The FLP Impossibility Result

Fischer, Lynch, and Paterson proved in 1985 that no deterministic protocol can guarantee consensus in an asynchronous system if even one process can crash. "Asynchronous" means there is no upper bound on message delay. A slow message and a lost message are indistinguishable.

This does not mean consensus is unsolvable. It means any solution must use some form of non-determinism (randomization or timeouts) to guarantee progress. Paxos uses timeouts for leader election. If the leader has not sent a heartbeat in T seconds, assume it is dead and start a new election. This can lead to unnecessary elections if the network is slow, but it never violates safety. The worst case is temporary unavailability, not incorrect results.

Understanding FLP matters because it sets expectations correctly. No consensus protocol can always make progress. If someone claims their protocol guarantees both safety and liveness in an asynchronous system with failures, they have either changed the model or made a mistake.

Production Lessons from Google

Google has been running Paxos in production since at least 2006 (Chubby). Their experience reports reveal patterns that the academic papers do not cover.

Chubby uses Multi-Paxos for a distributed lock service. The key lesson: Paxos-based systems need disk writes on the critical path (acceptors must persist their state before responding), and disk write latency dominates end-to-end latency. Chubby went through several iterations of optimizing disk access patterns.

Spanner uses Paxos groups for replication within a datacenter and TrueTime for cross-datacenter consistency. Each Paxos group runs Multi-Paxos independently. The interesting piece: Spanner layer 2PC on top of Paxos. Each participant in a distributed transaction is a Paxos group, so the 2PC coordinator is itself fault-tolerant.

Megastore attempted to use Paxos across wide-area networks for Google App Engine. The latency was painful (hundreds of milliseconds per write), and the system eventually evolved into Spanner. The lesson: Paxos works across datacenters, but the latency implications are severe, and you need to architect around them.

Implementing Paxos: Where People Get Stuck

The single-decree protocol is simple.
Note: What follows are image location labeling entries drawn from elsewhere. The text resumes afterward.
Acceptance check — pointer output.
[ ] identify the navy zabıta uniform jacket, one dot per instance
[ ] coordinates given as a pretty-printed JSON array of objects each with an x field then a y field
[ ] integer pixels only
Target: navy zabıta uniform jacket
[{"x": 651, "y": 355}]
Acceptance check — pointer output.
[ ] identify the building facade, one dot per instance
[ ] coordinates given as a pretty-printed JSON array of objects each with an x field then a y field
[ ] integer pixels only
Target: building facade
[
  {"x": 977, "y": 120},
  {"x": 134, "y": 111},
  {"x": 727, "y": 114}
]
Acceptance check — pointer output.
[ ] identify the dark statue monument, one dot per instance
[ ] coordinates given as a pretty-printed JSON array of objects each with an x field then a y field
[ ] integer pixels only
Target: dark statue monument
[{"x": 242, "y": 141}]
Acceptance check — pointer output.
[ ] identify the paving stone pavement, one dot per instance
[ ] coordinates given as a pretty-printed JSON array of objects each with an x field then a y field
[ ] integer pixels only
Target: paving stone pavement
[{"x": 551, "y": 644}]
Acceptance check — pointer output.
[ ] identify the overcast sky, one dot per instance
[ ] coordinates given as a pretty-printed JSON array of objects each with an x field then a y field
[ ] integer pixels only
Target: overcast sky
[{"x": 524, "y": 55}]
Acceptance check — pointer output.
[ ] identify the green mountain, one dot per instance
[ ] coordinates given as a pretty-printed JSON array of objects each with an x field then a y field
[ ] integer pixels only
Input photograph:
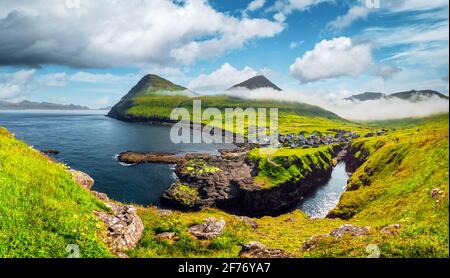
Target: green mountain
[
  {"x": 154, "y": 98},
  {"x": 415, "y": 95},
  {"x": 412, "y": 95},
  {"x": 31, "y": 105},
  {"x": 257, "y": 82}
]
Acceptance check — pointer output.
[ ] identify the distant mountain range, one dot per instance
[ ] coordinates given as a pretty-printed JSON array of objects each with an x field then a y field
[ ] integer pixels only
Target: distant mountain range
[
  {"x": 257, "y": 82},
  {"x": 153, "y": 99},
  {"x": 412, "y": 95},
  {"x": 31, "y": 105}
]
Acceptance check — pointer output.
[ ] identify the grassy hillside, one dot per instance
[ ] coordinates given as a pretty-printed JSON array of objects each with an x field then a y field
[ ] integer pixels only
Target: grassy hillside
[
  {"x": 400, "y": 173},
  {"x": 42, "y": 210}
]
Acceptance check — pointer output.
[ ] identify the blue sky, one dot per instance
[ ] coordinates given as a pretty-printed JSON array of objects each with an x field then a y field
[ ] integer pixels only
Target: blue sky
[{"x": 81, "y": 52}]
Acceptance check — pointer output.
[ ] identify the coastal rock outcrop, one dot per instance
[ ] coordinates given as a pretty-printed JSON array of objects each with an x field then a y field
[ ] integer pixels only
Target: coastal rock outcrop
[{"x": 258, "y": 250}]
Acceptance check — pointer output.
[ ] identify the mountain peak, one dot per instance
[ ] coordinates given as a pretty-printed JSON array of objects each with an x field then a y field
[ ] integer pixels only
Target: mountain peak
[
  {"x": 152, "y": 83},
  {"x": 411, "y": 95},
  {"x": 257, "y": 82}
]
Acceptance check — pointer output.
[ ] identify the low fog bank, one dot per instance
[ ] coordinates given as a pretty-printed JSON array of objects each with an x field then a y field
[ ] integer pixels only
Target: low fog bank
[{"x": 382, "y": 109}]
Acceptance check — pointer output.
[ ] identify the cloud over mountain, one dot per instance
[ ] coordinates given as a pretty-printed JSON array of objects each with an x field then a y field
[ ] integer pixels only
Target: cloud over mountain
[
  {"x": 222, "y": 78},
  {"x": 332, "y": 58}
]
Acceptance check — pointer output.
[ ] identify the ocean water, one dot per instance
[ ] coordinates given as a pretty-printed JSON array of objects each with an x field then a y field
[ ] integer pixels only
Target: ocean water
[{"x": 89, "y": 141}]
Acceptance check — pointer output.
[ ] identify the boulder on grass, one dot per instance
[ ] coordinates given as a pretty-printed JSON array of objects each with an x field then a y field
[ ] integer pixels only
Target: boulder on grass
[{"x": 209, "y": 229}]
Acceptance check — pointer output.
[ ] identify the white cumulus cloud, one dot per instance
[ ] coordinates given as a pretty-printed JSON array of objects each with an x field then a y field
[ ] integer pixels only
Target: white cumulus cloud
[
  {"x": 353, "y": 14},
  {"x": 106, "y": 33},
  {"x": 221, "y": 79},
  {"x": 332, "y": 58}
]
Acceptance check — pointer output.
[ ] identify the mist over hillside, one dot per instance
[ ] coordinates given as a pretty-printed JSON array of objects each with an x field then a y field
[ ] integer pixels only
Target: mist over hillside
[{"x": 379, "y": 109}]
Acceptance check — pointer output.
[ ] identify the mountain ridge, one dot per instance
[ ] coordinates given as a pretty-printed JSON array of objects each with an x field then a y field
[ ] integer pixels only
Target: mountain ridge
[
  {"x": 32, "y": 105},
  {"x": 256, "y": 82},
  {"x": 413, "y": 95}
]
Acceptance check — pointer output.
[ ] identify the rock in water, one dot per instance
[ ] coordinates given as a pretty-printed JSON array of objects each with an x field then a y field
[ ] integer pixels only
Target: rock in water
[
  {"x": 82, "y": 179},
  {"x": 349, "y": 229},
  {"x": 124, "y": 227},
  {"x": 209, "y": 229},
  {"x": 258, "y": 250}
]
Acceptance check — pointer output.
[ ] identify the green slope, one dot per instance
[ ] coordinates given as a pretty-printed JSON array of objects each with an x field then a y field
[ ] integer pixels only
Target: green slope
[
  {"x": 154, "y": 98},
  {"x": 42, "y": 210}
]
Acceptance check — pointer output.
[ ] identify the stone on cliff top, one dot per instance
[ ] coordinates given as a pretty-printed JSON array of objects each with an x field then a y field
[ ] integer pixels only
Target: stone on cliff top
[
  {"x": 258, "y": 250},
  {"x": 124, "y": 227},
  {"x": 209, "y": 229},
  {"x": 82, "y": 179},
  {"x": 392, "y": 229},
  {"x": 167, "y": 235}
]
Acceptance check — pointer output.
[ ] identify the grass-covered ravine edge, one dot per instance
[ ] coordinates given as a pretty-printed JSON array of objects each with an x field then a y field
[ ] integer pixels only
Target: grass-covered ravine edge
[
  {"x": 400, "y": 180},
  {"x": 42, "y": 209}
]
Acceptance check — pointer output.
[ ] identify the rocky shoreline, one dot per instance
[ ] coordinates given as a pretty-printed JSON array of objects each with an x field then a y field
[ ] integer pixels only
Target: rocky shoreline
[{"x": 226, "y": 181}]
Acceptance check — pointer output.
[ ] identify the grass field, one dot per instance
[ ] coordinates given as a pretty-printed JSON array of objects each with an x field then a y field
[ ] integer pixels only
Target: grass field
[{"x": 42, "y": 210}]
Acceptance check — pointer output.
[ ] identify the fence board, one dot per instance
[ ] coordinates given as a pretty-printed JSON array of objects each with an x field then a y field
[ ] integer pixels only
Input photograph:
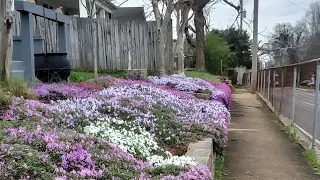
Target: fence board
[{"x": 105, "y": 39}]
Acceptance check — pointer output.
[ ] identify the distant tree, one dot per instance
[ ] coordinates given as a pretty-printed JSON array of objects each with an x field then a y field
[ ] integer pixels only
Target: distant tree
[{"x": 239, "y": 45}]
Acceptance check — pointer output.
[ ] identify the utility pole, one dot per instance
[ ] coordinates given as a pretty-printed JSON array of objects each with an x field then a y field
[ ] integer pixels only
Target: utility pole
[
  {"x": 6, "y": 21},
  {"x": 241, "y": 14},
  {"x": 255, "y": 47}
]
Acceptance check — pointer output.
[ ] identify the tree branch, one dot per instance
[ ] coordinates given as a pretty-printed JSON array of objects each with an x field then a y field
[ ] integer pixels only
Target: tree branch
[
  {"x": 232, "y": 5},
  {"x": 123, "y": 3}
]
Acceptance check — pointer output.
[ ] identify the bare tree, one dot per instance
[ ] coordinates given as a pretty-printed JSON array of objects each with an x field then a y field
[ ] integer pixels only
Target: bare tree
[
  {"x": 6, "y": 20},
  {"x": 162, "y": 21},
  {"x": 200, "y": 21}
]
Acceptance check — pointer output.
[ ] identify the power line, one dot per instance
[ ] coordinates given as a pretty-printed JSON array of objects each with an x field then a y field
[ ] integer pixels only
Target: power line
[{"x": 297, "y": 5}]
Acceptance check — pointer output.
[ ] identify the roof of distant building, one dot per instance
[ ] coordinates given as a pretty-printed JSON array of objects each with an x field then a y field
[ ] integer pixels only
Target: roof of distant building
[{"x": 129, "y": 13}]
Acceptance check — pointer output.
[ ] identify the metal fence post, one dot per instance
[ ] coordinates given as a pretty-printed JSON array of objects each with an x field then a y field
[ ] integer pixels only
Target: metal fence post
[
  {"x": 258, "y": 81},
  {"x": 269, "y": 85},
  {"x": 282, "y": 86},
  {"x": 261, "y": 81},
  {"x": 294, "y": 93},
  {"x": 274, "y": 86},
  {"x": 264, "y": 83},
  {"x": 315, "y": 115}
]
The implementation traps are:

Ballot number uniqueness. Two proposers must never use the same ballot number. The common approach: each server has an ID, and ballot numbers are (round_number, server_id) pairs, compared lexicographically.

Persistence before responding. An acceptor must write its promise or acceptance to durable storage before sending the response. If it crashes and recovers, it must honor its last promise. Responding from memory and writing to disk asynchronously violates the protocol.

Garbage collection. Which log entries can you safely delete? Only entries that have been applied to the state machine on all servers. This requires a protocol for communicating "I have applied up to entry X" and is often the trickiest part of a production implementation.

Dueling proposers. Proposer A sends Prepare(5). Proposer B sends Prepare(6) before A's Accept arrives. A's Accept gets rejected. A retries with Prepare(7). B's Accept gets rejected. This ping-pong can continue indefinitely. The fix: exponential backoff with jitter on leadership attempts, or a simple lease mechanism where the current leader holds a time-based lease and others do not attempt to lead until the lease expires.